Антуанетта закашлялась. Кашель не давал лечь. Впрочем, он позволил не отвечать напыщенному священнику, который только что приходил. Святой отец ожидал громкого покаяния. Но в чем каяться? В том, что она, невенчанная, жила с королем? Но она любила его. По ночам она думала: если бы Людовик не был королем, они могли бы уехать на юг. В Париже — промозглая весна. А там — солнце…
15 апреля 1764 года Жанна Антуанетта Пуассон, герцогиня Помпадур, скончалась на 43 году жизни. В день ее похорон полил сильный дождь. Людовик стоял на балконе без шляпы, провожая траурный кортеж.
— Это все, что я могу для нее сделать! — прошептал он.
Горевал и еще один человек — тот, кого звали «совестью Европы». Это был Вольтер.
— Вот насмешка судьбы! — горестно восклицал престарелый философ. — Старый маратель бумаги, едва волочащий ноги, еще жив, а прелестная женщина умирает в середине своего блестящего жизненной пути!
Княгиня ночи
К чему столь наряжаться, мадам? Все равно смерть застанет вас ночью во сне неприбранной!
Зимой в Петербурге ночи долгие. Весь февраль 1818 года метет метель. Ветер воет по пустым улицам. Горожане пораньше на боковую укладываются. И только огромный дом на Большой Миллионной улице каждую ночь зажигается отблеском сотен свечей. Весь Санкт-Петербург знает: здесь изволит проживать таинственная красавица — княгиня Авдотья Ивановна Голицына.

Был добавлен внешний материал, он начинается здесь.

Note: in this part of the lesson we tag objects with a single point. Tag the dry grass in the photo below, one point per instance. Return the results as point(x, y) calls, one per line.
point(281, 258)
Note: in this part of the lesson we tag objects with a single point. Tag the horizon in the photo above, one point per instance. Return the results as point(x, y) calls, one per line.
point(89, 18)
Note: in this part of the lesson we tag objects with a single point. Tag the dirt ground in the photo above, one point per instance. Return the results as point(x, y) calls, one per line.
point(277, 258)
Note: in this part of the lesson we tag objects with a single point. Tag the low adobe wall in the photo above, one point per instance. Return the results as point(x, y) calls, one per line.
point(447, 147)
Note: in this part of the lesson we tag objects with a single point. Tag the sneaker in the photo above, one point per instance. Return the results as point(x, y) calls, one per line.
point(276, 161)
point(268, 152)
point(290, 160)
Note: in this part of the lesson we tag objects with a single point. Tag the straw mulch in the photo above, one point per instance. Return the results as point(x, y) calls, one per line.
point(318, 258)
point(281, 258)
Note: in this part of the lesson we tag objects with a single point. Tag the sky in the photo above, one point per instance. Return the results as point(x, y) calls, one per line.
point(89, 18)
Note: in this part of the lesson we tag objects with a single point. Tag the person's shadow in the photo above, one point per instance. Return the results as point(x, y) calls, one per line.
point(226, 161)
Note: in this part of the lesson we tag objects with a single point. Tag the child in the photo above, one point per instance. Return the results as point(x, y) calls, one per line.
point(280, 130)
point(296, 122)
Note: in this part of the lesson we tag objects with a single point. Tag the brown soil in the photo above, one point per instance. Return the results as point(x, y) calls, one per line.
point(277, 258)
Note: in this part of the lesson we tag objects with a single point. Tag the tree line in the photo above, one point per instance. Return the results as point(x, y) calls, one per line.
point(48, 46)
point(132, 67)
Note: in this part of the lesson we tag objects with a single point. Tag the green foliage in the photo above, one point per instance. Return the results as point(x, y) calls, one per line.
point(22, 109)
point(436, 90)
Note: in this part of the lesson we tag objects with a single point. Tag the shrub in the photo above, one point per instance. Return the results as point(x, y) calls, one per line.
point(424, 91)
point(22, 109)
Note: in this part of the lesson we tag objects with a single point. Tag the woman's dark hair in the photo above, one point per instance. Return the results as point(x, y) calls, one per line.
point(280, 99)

Странная женщина и странное жилище! Простой люд даже крестится, проходя мимо: а ну как она — ведьма или, того хуже, вампирша?! Ведь весь день в особняке на Большой Миллионной тишина, сумрачные окна тяжелыми портьерами завешены. И только поздно вечером дом оживает: портьеры раздвигаются, в залах вспыхивают сотни свечей, слуги высыпают на улицу с золотыми канделябрами, так что Большая Миллионная начинает мерцать огнями, словно огромный бриллиант. Ближе к полуночи начинали съезжаться кареты. Собираются гости. И ровно в два часа ночи начинается парадный обед.
Едва господа изволят рассесться за огромным инкрустированным столом на две сотни персон, их слуги занимают места на людской половине, где их тоже ждет отменное угощенье. Но и закусывая, слуги боязливо оглядываются, крестятся, негромко обсуждая хозяйку дома и заведенные ею странные порядки.
А в один из вечеров в дворницкой бывалым кучерам пришлось успокаивать слугу, впервые привезшего своего господина на Миллионную.
— Ночами люди добрые спят, одни упыри бродят! — истово осенял себя крестом кучер. — Может, ваша княгиня — ворожея? Мужиков привораживает? Не дай Господь! Ведь мой-то хозяин совсем мальчишка — восемнадцать годков всего.
Бывалые кучера только посмеиваются:
— А ты кого привез?
— Пушкина Александра Сергеевича!
Княгиня Голицына проскользнула в свой будуар, тщательно прикрыв дверь, и тихонько хихикнула. Чего только люди про нее не болтают, особливо в людской. Другая бы возмутилась, а княгиня Голицына любит послушать что-нибудь остренькое. Забавный выдался денек, вернее, ночка! Давно она так не веселилась: у юного Александра Пушкина, которого она пригласила впервые, тысячи забавных историй в голове. И сам он забавный — нетерпеливый, горячий. Пишет хорошие стихи, и княгине заявил с порога:
— Вы, Эудокси, — моя муза!
Пришлось поправить юношу:
— Я русская, Александр. И не к лицу мне «французиться», как болонке! Никакая я не «Эудокси», а обычная Евдокия. А если хотите быть со мной в дружбе, зовите Авдотьей.
Княгиня улыбнулась, вспоминая, как еще пятилетней девочкой объявила домашним: «Я — Авдотья!» Гувернантка в ужас пришла: «Вы — барышня из знатного рода, а не деревенская девчонка. И потому должны выучить французский язык и зваться на благородный манер — Эудокси!»